It is hard to read any phenomena that integrates more than three living things escaping a Darwinist, post Darwinist or anti-Darwinist positions. Reading this text under the notions of variety and variability is indispensable.
Quite contiguous to CT’s paper is Asli Yorulmazel and Gorkem Erdogan’s paper “ESTABLISHING DESIGN IDENTITY IN DEVELOPING COUNTRIES: THE TURKISH CASE”. The dispersion of Design(ed) goods reproduced from local traditions, idiosyncrasies would, to some extent, create an even distribution forms and uses able to create multiple centres of interest, a true global cosmopolitanism, able to, at least, soften the idea of migration. Multiple design identities would refrain exodus and compensate occasional displacements by attracting others in a perpetual global movement generated by the wish of good living in a material (designed) world.
In a surprisingly related text, “EPHEMERAL CONSTRUCTIONS IN THE BAROQUE PERIOD FESTIVITIES: AESTHETIC OF ENCHANTMENT DESIGN” Anabela Couto gives us an account of the decorative apparatus of Joyeux Entrées of the Philippine Spanish/Portuguese sovereigns in the early 1600’s. Looking back to the Baroque world, to the excess, strive for diversity, lure for intricate nature’s forms, we can sense the serpents egg of what CT’s paper talks about.
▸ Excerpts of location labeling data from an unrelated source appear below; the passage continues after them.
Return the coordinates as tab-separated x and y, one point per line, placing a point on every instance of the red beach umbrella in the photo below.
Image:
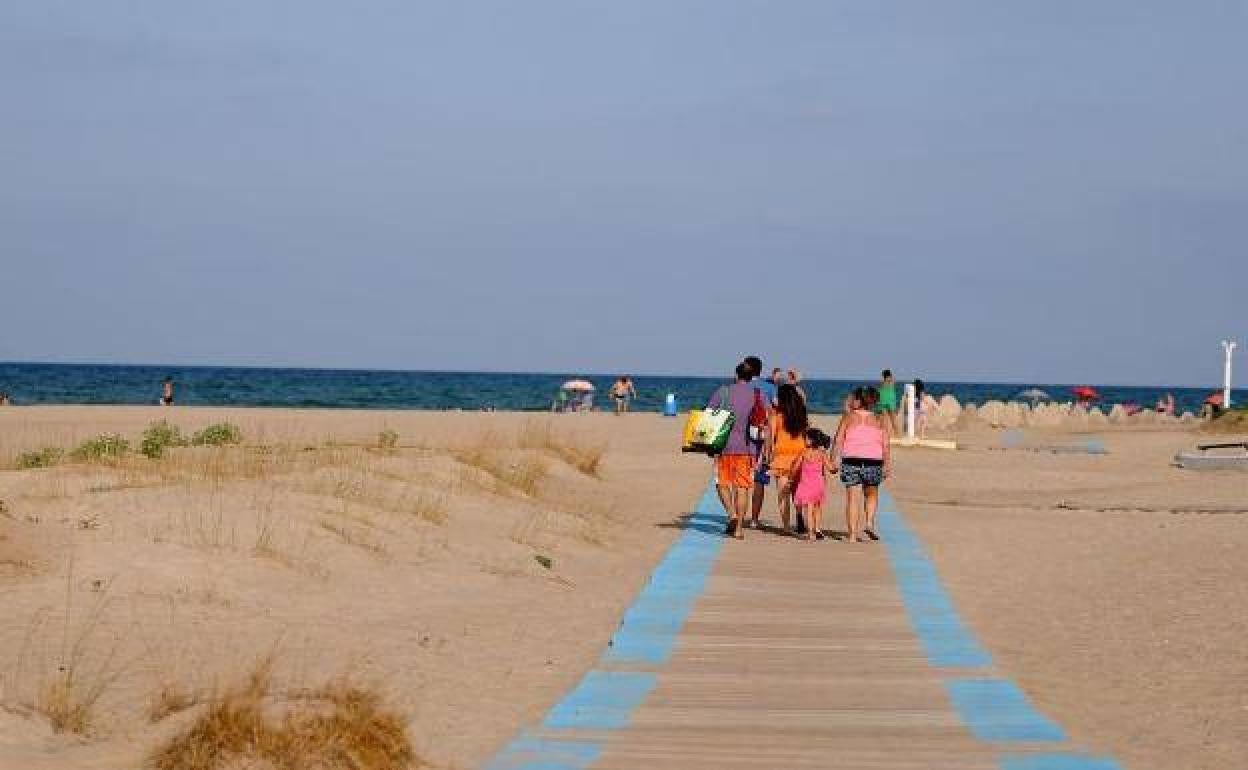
1086	393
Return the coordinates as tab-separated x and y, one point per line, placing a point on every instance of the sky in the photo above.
960	190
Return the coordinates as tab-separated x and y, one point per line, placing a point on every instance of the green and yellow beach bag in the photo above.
687	436
711	428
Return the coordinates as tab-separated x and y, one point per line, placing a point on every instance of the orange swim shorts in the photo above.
735	471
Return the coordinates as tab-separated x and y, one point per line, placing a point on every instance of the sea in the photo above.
78	383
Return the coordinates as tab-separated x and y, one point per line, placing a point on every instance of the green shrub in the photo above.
106	446
39	458
160	436
217	434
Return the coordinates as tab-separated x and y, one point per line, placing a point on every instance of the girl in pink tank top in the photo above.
810	478
862	451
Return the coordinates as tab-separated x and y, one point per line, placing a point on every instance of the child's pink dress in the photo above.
810	486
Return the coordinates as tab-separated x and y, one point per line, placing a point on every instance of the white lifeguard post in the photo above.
1228	347
909	418
907	411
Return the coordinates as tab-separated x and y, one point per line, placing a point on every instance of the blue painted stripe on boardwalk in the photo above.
945	638
1057	761
649	629
603	700
996	710
528	753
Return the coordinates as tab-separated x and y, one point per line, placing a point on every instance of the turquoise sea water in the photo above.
31	383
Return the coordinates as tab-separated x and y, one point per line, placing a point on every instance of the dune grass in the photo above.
583	454
69	684
340	725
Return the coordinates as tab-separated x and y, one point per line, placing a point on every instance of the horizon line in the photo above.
577	373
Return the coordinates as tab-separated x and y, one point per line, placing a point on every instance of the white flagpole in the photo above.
1229	347
909	411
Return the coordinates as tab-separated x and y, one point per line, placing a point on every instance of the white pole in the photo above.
1229	347
909	411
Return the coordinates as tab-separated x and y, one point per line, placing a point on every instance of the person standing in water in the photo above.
622	393
889	398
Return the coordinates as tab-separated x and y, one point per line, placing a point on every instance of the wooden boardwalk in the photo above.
798	655
776	654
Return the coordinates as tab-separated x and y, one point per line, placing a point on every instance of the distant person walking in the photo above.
622	393
861	448
734	467
795	381
786	441
920	408
889	398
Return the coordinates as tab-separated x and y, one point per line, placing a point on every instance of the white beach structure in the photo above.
1229	348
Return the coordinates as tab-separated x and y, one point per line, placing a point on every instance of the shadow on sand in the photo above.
697	521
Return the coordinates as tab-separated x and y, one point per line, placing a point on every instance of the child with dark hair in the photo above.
865	461
809	479
785	444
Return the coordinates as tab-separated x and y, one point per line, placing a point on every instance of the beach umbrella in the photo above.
1033	396
1086	393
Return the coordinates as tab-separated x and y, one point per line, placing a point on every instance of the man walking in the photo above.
734	467
766	389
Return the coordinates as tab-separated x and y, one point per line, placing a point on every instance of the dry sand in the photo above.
1122	619
185	575
1097	585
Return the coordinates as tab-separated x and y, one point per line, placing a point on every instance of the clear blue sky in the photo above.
1026	191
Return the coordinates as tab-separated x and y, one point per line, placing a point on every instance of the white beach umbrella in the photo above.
1033	396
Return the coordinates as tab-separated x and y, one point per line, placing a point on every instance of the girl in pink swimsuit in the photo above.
809	472
865	461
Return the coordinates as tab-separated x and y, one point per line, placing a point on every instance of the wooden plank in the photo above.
798	655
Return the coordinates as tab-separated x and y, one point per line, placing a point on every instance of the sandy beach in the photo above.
473	570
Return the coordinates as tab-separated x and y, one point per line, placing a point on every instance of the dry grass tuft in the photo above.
431	508
170	699
509	472
355	536
69	688
337	726
582	454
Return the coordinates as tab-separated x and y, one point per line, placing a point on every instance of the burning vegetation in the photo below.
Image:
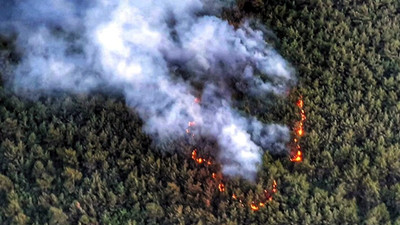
255	205
296	153
296	156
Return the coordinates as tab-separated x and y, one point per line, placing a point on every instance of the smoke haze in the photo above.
139	48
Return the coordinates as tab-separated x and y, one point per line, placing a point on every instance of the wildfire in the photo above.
274	185
254	207
221	187
194	154
297	155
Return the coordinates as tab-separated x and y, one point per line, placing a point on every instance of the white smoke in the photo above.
136	47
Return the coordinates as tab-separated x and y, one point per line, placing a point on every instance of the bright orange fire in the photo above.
254	207
194	154
274	185
300	103
298	157
221	187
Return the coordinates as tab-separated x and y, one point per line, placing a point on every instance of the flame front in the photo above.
255	205
296	153
298	157
221	187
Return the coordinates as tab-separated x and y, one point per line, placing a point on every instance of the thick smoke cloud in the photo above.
137	47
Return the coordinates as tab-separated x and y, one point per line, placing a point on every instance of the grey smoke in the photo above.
136	47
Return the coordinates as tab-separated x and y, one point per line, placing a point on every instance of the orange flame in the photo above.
298	157
274	185
221	187
300	103
254	207
299	130
194	154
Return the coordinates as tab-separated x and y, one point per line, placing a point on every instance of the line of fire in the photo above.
296	155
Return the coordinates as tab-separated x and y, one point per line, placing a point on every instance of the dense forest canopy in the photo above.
84	159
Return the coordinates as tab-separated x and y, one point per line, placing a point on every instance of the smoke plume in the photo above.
161	55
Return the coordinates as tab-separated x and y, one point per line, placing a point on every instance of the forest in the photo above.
84	159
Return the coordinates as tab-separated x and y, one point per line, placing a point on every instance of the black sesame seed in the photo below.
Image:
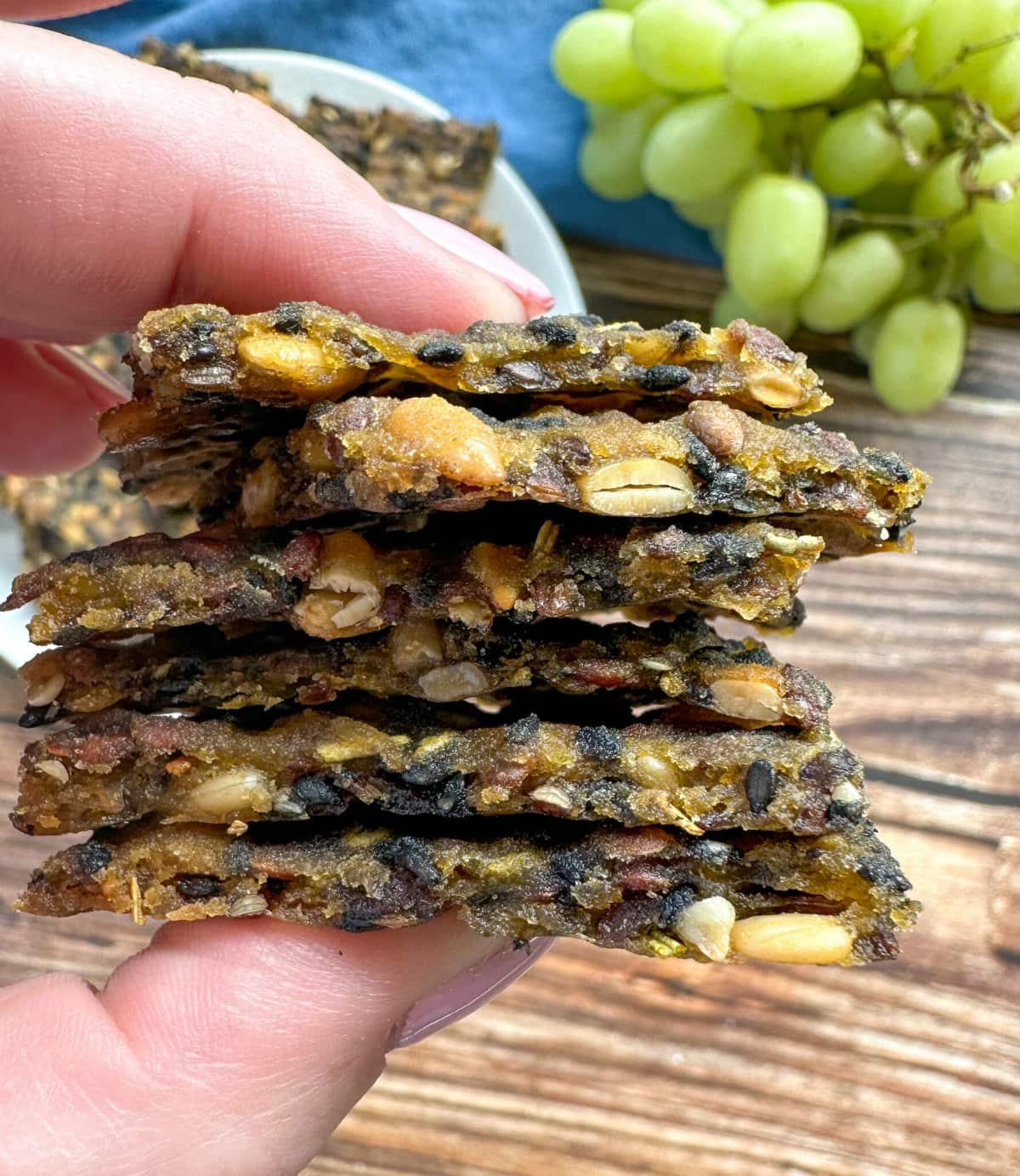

Also persists in our mind a flavor of ancient-regime when uniqueness, diversity and finally, ecology is tackled.
Finally, Sandra Antunes and Helena Souto’s paper, “ON ARCHITECTURE AS PROJECT-ORIENTED METHOD: TOJAL, MOREIRA AND ROXO A CASE STUDY”, unveils a post-modern Portuguese architectural studio, for foreigners, somewhat related with Carlo Scarpa’s style that reveals a methodological curiosity about the nature of (designed) beauty, unconsciously (or not) grasping Baroque’s aesthetics.
In conclusion, this might be considered a Baroque issue.